CB(1) signaling in forebrain and sympathetic neurons is a key determinant of endocannabinoid actions on energy balance.
Cell Metabolism. 2010-04-01; 11(4): 273-285
DOI: 10.1016/j.cmet.2010.02.015
Lire sur PubMed
Quarta C(1), Bellocchio L, Mancini G, Mazza R, Cervino C, Braulke LJ, Fekete C, Latorre R, Nanni C, Bucci M, Clemens LE, Heldmaier G, Watanabe M, Leste-Lassere
T, Maitre M, Tedesco L, Fanelli F, Reuss S, Klaus S, Srivastava RK, Monory K, Valerio A, Grandis A, De Giorgio R, Pasquali R, Nisoli E, Cota D, Lutz B, Marsicano G, Pagotto U.
Author information:
(1)Endocrinology Unit and Centro di Ricerca Biomedica Applicata, Department of Clinical Medicine, University of Bologna, Bologna 40138, Italy.
The endocannabinoid system (ECS) plays a critical role in obesity development.
The pharmacological blockade of cannabinoid receptor type 1 (CB(1)) has been
shown to reduce body weight and to alleviate obesity-related metabolic disorders.
An unsolved question is at which anatomical level CB(1) modulates energy balance
and the mechanisms involved in its action. Here, we demonstrate that CB(1)

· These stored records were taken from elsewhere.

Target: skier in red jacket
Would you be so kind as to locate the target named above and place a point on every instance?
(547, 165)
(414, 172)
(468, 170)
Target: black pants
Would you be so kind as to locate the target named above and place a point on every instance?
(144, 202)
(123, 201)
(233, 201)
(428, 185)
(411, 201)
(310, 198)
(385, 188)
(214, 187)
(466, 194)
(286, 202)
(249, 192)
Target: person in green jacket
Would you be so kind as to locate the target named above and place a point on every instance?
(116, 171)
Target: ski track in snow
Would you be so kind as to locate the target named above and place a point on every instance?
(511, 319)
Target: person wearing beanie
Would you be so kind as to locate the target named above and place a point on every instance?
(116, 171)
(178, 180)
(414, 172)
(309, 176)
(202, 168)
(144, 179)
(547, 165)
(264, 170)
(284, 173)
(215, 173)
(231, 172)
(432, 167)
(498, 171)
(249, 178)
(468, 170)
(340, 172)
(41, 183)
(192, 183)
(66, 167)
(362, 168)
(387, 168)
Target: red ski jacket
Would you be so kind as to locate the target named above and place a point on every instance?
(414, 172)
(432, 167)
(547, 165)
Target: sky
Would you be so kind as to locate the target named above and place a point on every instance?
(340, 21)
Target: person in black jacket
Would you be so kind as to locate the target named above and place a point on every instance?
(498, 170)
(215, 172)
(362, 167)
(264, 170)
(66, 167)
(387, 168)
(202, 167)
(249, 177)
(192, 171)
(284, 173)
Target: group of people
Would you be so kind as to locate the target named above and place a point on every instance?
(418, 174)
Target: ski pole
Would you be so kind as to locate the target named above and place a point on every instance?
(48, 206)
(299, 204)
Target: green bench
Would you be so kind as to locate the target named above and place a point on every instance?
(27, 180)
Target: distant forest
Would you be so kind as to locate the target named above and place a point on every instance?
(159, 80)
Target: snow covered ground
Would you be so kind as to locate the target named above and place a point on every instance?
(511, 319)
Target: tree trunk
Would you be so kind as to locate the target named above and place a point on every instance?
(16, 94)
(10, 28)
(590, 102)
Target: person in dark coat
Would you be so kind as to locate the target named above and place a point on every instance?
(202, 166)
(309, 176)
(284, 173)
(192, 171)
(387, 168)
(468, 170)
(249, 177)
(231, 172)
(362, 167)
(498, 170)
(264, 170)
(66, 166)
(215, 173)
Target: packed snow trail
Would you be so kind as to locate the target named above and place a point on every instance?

receptors expressed in forebrain and sympathetic neurons play a key role in the
pathophysiological development of diet-induced obesity. Conditional mutant mice
lacking CB(1) expression in neurons known to control energy balance, but not in
nonneuronal peripheral organs, displayed a lean phenotype and resistance to
diet-induced obesity. This phenotype results from an increase in lipid oxidation
and thermogenesis as a consequence of an enhanced sympathetic tone and a decrease
in energy absorption. In conclusion, CB(1) signaling in the forebrain and
sympathetic neurons is a key determinant of the ECS control of energy balance.